This is another yin and yang story, about turning your sorrows into benefits.

In these times of hardship and unemployment, old people tend to be left out of the job market. I am 61 myself and I can tell you all about it. And yet, if it came down to a choice between me and my grown children, who have children of their own to feed, I would rather deal with these hardships myself than to see my children have to struggle with it and their children suffer. I feel the same about it in reference to the big picture, the nation as a whole dealing with these problems. We need to focus our attentions in the right direction. As long as my grandchildren can eat, I won't be too grief stricken if I can't ramble the country in a Winnebago.
I also suspect there is some sort of food crisis coming. Not necessarily in quantity and bulk. A manufacturer can always make a paste of xanthan gum and water, salt it down with a few food scraps and sell it as stew or ice cream slad dressing. We will have volume. What we will be desperate for is substance. So I am going to spend some time producing writings and projects concerning food, shelter and health.
Supposedly you can get social security at 62. I surely hope so. If not things will be much more difficult, but the direction will be the same. There are going to be whole armies of old folk with little to do.
Luckily, the people in this age range happen to know a lot of stuff about food, shelter and health. At 61 I am solidly in with the masses of baby boomers. In that 61 years you will hardly believe how much has changed just since I can remember. I started off with wringer washers and scrub boards, and now we have automatic washers. We carried water into the house in buckets, and that's why we took a bath and did laundry once a week. We got our first tv when I was 4.
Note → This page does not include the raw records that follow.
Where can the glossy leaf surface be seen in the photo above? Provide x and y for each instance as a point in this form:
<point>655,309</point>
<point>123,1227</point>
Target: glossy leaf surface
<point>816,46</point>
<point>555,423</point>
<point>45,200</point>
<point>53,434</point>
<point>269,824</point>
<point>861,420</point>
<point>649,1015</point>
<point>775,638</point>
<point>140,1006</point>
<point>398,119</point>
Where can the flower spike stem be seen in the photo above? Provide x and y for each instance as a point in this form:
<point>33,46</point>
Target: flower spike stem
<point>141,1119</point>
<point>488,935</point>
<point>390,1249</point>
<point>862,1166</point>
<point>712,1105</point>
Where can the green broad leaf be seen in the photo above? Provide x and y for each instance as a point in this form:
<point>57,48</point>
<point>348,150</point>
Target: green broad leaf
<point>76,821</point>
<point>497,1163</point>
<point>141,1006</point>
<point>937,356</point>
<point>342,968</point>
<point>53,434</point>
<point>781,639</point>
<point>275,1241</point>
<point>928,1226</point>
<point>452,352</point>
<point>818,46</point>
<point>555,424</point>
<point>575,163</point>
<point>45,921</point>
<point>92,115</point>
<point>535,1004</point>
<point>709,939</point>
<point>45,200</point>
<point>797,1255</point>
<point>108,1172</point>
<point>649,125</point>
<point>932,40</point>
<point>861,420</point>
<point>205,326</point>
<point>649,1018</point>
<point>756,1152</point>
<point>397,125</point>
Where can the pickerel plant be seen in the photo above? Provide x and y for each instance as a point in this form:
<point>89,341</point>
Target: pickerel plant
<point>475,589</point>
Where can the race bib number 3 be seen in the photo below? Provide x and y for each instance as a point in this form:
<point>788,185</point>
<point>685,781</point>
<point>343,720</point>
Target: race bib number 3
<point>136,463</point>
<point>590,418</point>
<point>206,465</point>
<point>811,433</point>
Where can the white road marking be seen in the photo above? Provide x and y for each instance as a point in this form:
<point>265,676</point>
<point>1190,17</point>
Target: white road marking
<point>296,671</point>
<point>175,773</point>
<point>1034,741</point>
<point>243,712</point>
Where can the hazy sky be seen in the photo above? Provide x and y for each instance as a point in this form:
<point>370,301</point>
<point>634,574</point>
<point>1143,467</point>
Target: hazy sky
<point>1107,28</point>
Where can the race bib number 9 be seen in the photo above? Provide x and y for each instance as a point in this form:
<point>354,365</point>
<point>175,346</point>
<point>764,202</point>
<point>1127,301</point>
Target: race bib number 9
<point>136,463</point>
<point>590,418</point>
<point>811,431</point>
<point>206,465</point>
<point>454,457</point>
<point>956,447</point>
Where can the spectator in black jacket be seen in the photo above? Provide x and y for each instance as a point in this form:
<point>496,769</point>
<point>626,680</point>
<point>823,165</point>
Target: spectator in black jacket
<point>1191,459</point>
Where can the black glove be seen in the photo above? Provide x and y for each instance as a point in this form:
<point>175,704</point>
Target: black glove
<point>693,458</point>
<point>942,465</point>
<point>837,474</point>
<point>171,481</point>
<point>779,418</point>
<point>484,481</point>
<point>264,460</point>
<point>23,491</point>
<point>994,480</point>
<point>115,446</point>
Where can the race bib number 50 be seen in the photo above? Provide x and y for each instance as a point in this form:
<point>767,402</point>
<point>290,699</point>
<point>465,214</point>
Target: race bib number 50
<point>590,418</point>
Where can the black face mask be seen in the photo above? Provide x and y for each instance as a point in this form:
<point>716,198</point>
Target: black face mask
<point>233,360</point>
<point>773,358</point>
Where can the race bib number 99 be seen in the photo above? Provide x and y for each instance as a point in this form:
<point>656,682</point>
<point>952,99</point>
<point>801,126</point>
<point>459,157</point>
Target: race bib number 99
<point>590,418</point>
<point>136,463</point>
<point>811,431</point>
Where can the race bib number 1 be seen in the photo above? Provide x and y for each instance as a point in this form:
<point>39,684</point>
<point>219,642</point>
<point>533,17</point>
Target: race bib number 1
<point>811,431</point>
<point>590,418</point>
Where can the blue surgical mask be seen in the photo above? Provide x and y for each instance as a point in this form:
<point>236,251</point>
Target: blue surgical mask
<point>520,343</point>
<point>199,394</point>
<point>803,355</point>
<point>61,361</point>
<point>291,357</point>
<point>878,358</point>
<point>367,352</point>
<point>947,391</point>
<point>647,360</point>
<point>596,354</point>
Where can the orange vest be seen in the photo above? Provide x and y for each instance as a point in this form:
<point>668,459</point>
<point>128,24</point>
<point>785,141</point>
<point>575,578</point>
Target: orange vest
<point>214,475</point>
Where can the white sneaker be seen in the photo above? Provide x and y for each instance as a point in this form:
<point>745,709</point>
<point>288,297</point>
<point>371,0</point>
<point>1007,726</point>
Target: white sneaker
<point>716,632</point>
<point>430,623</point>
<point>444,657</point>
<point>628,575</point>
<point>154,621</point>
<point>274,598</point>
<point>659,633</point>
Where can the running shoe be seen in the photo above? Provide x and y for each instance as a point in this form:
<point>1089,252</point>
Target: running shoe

When I was a little girl an expectant woman would commonly spend her entire term sewing bay clothes. There were sewing machines, but hand sewing was common too and making baby clothes was a good starting place for little girls to learn to sew. My grandmother spent her older years with the Salvation Army, stitching up baby clothes for poor families. Baby clothing was one of the more labor intensive elements of life in days gone by. God bless Carter's and those wonderful baby clothes they invented. But there may be a place for the home made variety during hard times. Another home made item for babies was shown to me by an elderly gentleman. When one of my babies was trying to learn to walk, the gentleman tipped over a kitchen chair, stood the baby up between the legs with his little hands on the chair frame and let go. The chair slid forward just enough from the weight of the baby to allow him to take little steps to keep up with it. A perfect little walker.
Us older folk have lots of knowledge that we have accumulated over the years, and now, with unemployment, we may have time to share it. As an example, let me tell about the lowly blanket stitch. Take a square of flannel, put a row of blanket stitching around the edge, another row around that for decoration and there you have a receiving blanket. That's where the name comes from. You can also put a single row on the inside seams of your other hand sewn items to finish them out so they don't ravel. Blanket stitching around the inside of a slit makes a button hole that won't ravel and pull out as you put the button through it and back continually. And you can use the blanket stitch around and around the inside of a hoop and there you have a dream catcher. Over a period of decades you compile sets of details about all sorts of things.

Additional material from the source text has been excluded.